I've got three books this week:
Robert Sawyer - WWW:Wake
The first book in Sawyer's ghost in the machine trilogy - something in the internet "wakes up" and becomes sentient. It's been done before, but it hasn't been done by Sawyer before, and Sawyer is really quite a good writer. Now that the trilogy is complete, I think it's safe to start reading it...
Carol Carr - India Black
India Black is a madam - a whore - and a spy in mid-19th century London. The jacket material promises intrigue AND a little raunch - thought I'd see how it worked out.
Alex Bledsoe - The Hum and the Shiver
Bledsoe is the author of the series of hard-boiled detective fantasy novels (I reviewed Dark Jenny a couple of months ago), but this is something different. Set in the Smoky Mountains of Tennessee, Bledsoe is spinning a yarn about the Tufa - a group of apparently European people, but already in the Smokies when Europeans arrived, from no one is really sure where. They are a tiny minority, known for their music and, possibly, their magic. Bledsoe is telling the story of Bronwyn Hyatt, returned from military service in Iraq, and struggling with her identity (see, it keeps coming up!)

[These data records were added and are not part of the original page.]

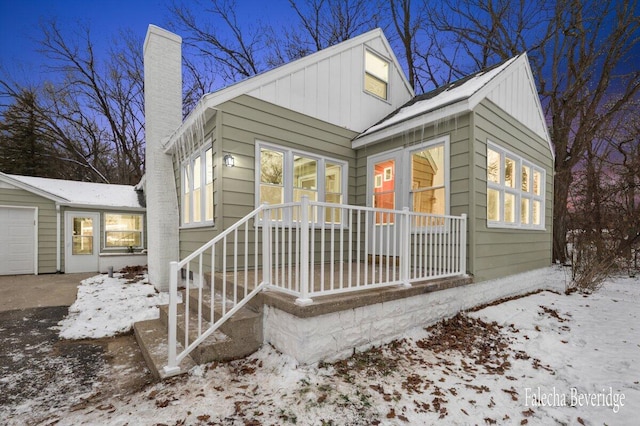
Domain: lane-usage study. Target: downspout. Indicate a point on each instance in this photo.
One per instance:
(58, 239)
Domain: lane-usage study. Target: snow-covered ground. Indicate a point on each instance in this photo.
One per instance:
(541, 359)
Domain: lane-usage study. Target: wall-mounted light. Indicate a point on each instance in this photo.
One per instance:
(229, 161)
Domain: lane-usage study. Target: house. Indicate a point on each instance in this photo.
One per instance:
(54, 226)
(327, 178)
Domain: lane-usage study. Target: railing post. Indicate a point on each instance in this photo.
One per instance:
(304, 252)
(266, 246)
(172, 365)
(463, 243)
(405, 247)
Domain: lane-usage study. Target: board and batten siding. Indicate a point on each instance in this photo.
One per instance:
(239, 123)
(506, 251)
(46, 224)
(458, 131)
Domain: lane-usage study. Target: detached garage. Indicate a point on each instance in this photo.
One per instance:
(52, 225)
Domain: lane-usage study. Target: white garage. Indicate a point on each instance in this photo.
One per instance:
(18, 242)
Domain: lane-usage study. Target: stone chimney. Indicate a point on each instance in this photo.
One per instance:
(163, 115)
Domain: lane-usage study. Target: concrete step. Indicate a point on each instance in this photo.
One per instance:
(240, 336)
(152, 338)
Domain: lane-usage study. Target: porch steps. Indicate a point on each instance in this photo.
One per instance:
(238, 337)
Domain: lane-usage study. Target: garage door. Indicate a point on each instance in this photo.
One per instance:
(17, 240)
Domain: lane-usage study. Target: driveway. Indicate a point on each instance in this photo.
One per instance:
(38, 291)
(38, 369)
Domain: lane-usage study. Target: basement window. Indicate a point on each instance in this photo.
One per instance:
(123, 230)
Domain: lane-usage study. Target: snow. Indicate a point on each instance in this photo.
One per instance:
(543, 350)
(446, 97)
(109, 306)
(84, 193)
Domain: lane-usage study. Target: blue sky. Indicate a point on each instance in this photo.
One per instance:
(19, 21)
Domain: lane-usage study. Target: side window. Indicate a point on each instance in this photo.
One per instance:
(376, 75)
(197, 188)
(514, 191)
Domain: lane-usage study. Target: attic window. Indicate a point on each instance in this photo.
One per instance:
(376, 74)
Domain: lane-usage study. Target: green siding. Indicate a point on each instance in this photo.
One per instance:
(46, 224)
(498, 251)
(235, 128)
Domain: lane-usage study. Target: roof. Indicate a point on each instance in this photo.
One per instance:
(462, 96)
(254, 85)
(79, 194)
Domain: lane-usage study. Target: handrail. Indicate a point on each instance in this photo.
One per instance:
(308, 249)
(175, 358)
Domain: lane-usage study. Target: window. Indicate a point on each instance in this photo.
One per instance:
(197, 188)
(376, 74)
(514, 191)
(286, 176)
(123, 230)
(428, 180)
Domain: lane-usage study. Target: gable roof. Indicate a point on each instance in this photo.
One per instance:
(78, 194)
(496, 83)
(327, 85)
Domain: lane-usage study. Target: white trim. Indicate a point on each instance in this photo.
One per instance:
(287, 175)
(104, 247)
(199, 152)
(402, 155)
(516, 191)
(211, 100)
(68, 240)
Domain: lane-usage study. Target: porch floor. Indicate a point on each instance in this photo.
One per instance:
(375, 274)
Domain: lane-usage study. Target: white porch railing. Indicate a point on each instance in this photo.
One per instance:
(310, 249)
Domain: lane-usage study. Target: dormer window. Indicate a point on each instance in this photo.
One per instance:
(376, 74)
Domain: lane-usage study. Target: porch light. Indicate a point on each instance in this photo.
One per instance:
(229, 161)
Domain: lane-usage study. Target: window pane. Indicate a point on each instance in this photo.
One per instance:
(123, 230)
(271, 194)
(82, 236)
(510, 173)
(526, 176)
(305, 178)
(333, 178)
(186, 201)
(493, 204)
(271, 167)
(376, 76)
(375, 86)
(524, 211)
(430, 201)
(536, 182)
(509, 208)
(536, 213)
(493, 166)
(209, 185)
(376, 66)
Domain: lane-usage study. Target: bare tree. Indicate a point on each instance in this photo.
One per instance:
(578, 49)
(216, 34)
(91, 115)
(408, 22)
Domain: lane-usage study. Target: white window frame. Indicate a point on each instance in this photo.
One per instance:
(365, 72)
(200, 153)
(105, 231)
(288, 172)
(517, 192)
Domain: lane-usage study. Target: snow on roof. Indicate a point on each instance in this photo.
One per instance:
(84, 193)
(442, 96)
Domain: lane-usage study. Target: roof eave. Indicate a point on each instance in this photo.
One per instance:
(411, 123)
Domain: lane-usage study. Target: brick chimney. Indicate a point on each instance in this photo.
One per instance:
(163, 115)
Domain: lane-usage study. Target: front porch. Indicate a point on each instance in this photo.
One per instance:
(312, 261)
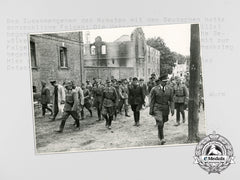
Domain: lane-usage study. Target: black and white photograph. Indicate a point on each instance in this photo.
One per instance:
(129, 87)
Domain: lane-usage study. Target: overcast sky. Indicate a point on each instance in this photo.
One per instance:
(176, 37)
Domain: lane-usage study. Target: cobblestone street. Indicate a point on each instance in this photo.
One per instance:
(94, 135)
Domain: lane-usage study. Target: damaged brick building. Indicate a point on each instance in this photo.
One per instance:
(128, 56)
(57, 56)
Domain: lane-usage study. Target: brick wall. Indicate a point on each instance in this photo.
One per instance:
(47, 48)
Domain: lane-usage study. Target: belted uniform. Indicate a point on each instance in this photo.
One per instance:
(109, 99)
(180, 99)
(70, 108)
(161, 99)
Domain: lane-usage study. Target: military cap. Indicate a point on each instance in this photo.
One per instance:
(135, 79)
(68, 83)
(53, 81)
(43, 82)
(163, 77)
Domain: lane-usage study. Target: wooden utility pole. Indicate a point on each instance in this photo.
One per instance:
(195, 59)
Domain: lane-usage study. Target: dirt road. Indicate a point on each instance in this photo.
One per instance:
(94, 135)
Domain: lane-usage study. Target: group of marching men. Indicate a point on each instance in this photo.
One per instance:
(110, 98)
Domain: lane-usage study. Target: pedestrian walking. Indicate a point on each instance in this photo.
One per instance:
(136, 100)
(58, 99)
(70, 107)
(45, 98)
(161, 100)
(97, 93)
(108, 103)
(87, 98)
(180, 99)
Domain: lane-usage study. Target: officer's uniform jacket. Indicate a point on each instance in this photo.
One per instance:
(180, 93)
(71, 100)
(86, 94)
(97, 93)
(136, 95)
(109, 97)
(45, 95)
(161, 100)
(80, 95)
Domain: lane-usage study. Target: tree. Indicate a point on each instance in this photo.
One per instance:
(167, 58)
(193, 117)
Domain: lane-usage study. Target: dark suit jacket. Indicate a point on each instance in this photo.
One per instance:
(45, 96)
(136, 95)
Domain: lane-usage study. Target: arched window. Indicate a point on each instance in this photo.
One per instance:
(93, 50)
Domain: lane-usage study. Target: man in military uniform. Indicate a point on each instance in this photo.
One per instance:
(97, 93)
(70, 107)
(123, 93)
(87, 104)
(79, 91)
(180, 99)
(109, 99)
(58, 99)
(116, 85)
(151, 83)
(45, 98)
(136, 100)
(161, 99)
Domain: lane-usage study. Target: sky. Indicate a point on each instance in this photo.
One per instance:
(176, 37)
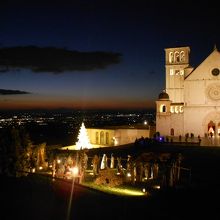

The Tufa are a made-up group but Bledsoe says they are based on the Melungeon people, a "tri-racial" group found all through the Appalachian mountains. Tri-racial, or Creole, groups are fascinating, because they represent some sort of voluntary or semi-voluntary community, comprised of run-away slaves, run-away European indentured servants (or voluntary exiles from Euro-American society) and indigenous populations, coming together to create something entirely new. Obviously, I didn't know that Bledsoe was playing with the Melungeon concept when I picked up the book, but it certainly makes me glad that I did, because the whole thing is delightfully complicated and fascinating.
Anyway, I recognize Bledsoe as a strong writer with excellent craft, and I'm excited to see what he does with this book.